Realtors see turnaround
In year-end summaries released this week, two real estate agents in Aspen-Snowmass wrote they believe the market is recovering.

“The market appears to have bottomed in 2009, falling 57 percent from its 2006 high,” wrote Tim Estin, a broker associate with Mason Morse Real Estate and author of the Estin Report, an analysis on the Aspen-Snowmass Village market.

In addition to the dollar volume increasing from 2009, the unit sales of all property types is up 18 percent, Estin said, and the inventory of listed property has declined by 13 percent.

“I believe, finally, it can be substantiated that there’s light at the end of a long, painful most recent two years,” he wrote.

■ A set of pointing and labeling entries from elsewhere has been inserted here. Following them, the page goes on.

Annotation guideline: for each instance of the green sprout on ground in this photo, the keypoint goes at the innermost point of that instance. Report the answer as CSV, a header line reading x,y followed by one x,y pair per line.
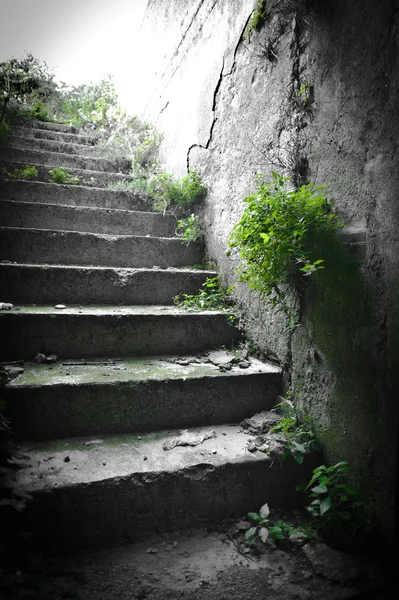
x,y
210,297
189,229
61,175
297,436
27,172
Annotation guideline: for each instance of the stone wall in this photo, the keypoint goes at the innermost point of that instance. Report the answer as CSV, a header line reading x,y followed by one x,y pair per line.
x,y
229,108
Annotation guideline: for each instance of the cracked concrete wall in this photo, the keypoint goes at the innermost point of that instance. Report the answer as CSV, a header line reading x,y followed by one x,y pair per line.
x,y
230,108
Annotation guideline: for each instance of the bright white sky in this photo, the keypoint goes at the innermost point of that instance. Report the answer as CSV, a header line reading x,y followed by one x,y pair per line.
x,y
80,40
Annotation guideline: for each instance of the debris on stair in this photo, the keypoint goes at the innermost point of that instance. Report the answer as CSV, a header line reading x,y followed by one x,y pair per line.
x,y
6,306
188,439
41,358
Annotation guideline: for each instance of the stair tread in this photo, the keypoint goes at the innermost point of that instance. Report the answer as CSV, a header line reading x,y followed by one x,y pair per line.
x,y
133,369
115,456
101,310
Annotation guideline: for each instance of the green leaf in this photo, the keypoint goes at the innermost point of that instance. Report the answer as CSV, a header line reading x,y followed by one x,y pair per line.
x,y
264,511
320,489
325,505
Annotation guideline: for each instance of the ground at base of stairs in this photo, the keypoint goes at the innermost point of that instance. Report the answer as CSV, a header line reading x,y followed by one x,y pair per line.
x,y
201,565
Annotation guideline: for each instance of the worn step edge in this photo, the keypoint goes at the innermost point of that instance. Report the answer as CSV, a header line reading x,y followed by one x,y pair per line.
x,y
64,147
86,332
46,125
88,179
67,400
58,159
34,215
58,136
109,493
51,284
72,195
46,246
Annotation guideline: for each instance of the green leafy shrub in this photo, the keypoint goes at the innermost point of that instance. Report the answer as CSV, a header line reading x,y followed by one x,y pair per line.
x,y
275,236
189,229
297,436
257,19
338,510
61,175
166,192
28,172
264,530
210,297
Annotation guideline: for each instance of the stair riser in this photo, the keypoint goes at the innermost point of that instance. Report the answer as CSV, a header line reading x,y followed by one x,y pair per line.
x,y
87,178
70,195
55,159
42,216
88,336
129,508
58,411
40,134
46,285
69,248
46,145
59,127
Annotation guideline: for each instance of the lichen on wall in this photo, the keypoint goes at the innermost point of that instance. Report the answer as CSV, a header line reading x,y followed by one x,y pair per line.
x,y
312,94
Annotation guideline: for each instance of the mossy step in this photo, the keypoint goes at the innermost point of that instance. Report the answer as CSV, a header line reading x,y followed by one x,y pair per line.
x,y
89,331
71,195
75,398
109,490
58,136
87,178
35,215
44,246
69,147
44,284
58,159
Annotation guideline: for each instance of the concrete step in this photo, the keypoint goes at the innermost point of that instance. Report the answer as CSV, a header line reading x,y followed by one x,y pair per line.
x,y
136,395
45,246
69,147
87,178
128,486
92,331
92,220
52,284
58,127
70,195
58,159
44,134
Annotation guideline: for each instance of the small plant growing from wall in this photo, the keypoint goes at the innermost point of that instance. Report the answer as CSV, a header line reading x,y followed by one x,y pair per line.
x,y
257,19
274,237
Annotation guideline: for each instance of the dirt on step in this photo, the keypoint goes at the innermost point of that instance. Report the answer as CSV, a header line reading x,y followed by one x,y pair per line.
x,y
200,565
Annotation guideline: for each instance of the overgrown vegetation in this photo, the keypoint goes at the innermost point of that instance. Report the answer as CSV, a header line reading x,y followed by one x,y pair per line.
x,y
61,175
338,510
189,229
275,238
210,297
257,19
28,172
264,530
168,193
298,435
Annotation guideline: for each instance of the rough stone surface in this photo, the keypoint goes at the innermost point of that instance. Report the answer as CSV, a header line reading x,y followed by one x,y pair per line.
x,y
38,284
243,116
109,331
103,397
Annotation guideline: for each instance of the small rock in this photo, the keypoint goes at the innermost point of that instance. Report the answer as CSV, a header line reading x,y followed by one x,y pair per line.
x,y
6,306
39,358
251,447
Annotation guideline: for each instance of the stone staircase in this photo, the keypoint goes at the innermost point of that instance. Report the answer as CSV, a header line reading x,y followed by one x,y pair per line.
x,y
131,368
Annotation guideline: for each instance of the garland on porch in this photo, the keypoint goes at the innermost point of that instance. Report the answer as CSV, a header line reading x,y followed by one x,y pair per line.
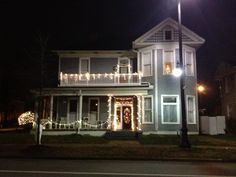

That said, the Aspen-area remains a buyer’s market, according to Estin. Sellers are receiving on average 73 percent of what they are asking, and 65 percent of their original list price from one or two years ago.

Monthly dollar volume in Pitkin County has been a mixed bag in 2010. The amount of sales has been higher than in 2009 in six of the 10 months through October, and sometimes substantially higher.

In Eagle County, every month was better in sales dollar volume than the same month last year through October.

An end-of-year summary by Andrew Ernemann and Tara Turner of B.J. Adams and Co. Real Estate said they are bombarded with questions about when the local real estate market will recover. Their answer: the recovery is underway. They see “some very solid signs of market stabilization in Aspen, a few hints of the same in Snowmass Village, and that the midvalley still has a way to go.”

Many buyers and sellers are holding out for various reasons, their report said. Sellers are looking for buyers who will pay the most, and they are dreaming of finding a buyer who will pay a premium. On the flip side, some buyers are uneasy about entering the market “too soon,” Ernemann and Turner wrote.

The ongoing recovery is essentially hitting a reset button on the sales dollar volume, transactions and prices. Comparisons to the old days might not be relevant for some time.

“Instead of waiting for the market to ‘recover’ it would likely serve buyers and sellers well to recognize that this is the new real estate reality in the Roaring Fork Valley and proceed accordingly,” Ernemann and Turner concluded in their analysis.”